The light-emitting device, the light-emitting apparatus, the display device, the electronic apparatus, the electronic device, or any other relevant devices or components according to embodiments of the present disclosure described herein may be implemented utilizing any suitable hardware, firmware (e.g., an application-specific integrated circuit), software, or a combination of software, firmware, and hardware. For example, the various components of the device may be formed on one integrated circuit (IC) chip or on separate IC chips. Further, the various components of the device may be implemented on a flexible printed circuit film, a tape carrier package (TCP), a printed circuit board (PCB), or formed on one substrate. Further, the various components of the device may be a process or thread, running on one or more processors, in one or more computing devices, executing computer program instructions and interacting with other system components for performing the various functionalities described herein. The computer program instructions are stored in a memory which may be implemented in a computing device using a standard memory device, such as, for example, a random access memory (RAM). The computer program instructions may also be stored in other non-transitory computer readable media such as, for example, a CD-ROM, flash drive, or the like. Also, a person of skill in the art should recognize that the functionality of various computing devices may be combined or integrated into a single computing device, or the functionality of a particular computing device may be distributed across one or more other computing devices without departing from the scope of the embodiments of the present disclosure.

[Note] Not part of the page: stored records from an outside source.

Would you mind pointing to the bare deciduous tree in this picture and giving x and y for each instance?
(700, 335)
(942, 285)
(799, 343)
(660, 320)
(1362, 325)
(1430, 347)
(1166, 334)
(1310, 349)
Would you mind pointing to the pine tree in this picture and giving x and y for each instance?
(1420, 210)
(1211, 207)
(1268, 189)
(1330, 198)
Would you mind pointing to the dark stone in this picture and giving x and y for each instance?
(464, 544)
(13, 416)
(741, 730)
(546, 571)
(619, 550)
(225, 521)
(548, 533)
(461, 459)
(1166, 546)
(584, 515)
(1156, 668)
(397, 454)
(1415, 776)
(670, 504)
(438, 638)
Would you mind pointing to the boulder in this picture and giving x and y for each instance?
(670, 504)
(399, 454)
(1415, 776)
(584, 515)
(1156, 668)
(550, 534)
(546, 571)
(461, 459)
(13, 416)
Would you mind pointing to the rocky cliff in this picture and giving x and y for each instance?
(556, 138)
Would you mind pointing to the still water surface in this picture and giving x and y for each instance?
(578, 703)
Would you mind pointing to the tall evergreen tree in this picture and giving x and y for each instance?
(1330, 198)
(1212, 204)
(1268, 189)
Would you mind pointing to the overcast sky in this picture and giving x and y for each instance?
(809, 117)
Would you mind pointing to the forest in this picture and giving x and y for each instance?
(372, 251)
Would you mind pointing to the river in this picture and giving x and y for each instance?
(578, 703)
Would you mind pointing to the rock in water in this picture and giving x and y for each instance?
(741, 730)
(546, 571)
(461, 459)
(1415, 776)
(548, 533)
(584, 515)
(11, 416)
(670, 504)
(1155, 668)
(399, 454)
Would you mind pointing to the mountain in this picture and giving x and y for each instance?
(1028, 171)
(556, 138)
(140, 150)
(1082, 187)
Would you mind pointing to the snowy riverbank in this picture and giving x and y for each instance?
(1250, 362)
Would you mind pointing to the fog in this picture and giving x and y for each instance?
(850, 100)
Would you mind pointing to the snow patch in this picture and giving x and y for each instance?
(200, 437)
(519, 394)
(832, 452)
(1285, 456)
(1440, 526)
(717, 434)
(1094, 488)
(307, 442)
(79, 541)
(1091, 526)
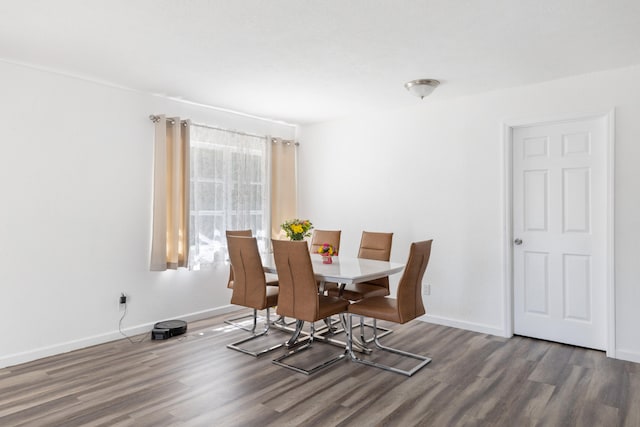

It should be understood that embodiments described herein should be considered in a descriptive sense only and not for purposes of limitation. Descriptions of features or aspects within each embodiment should typically be considered as available for other similar features or aspects in other embodiments. While one or more embodiments have been described with reference to the drawings, it will be understood by those of ordinary skill in the art that one or more suitable changes in form and details may be made therein without departing from the spirit and scope as defined by the appended claims and equivalents thereof.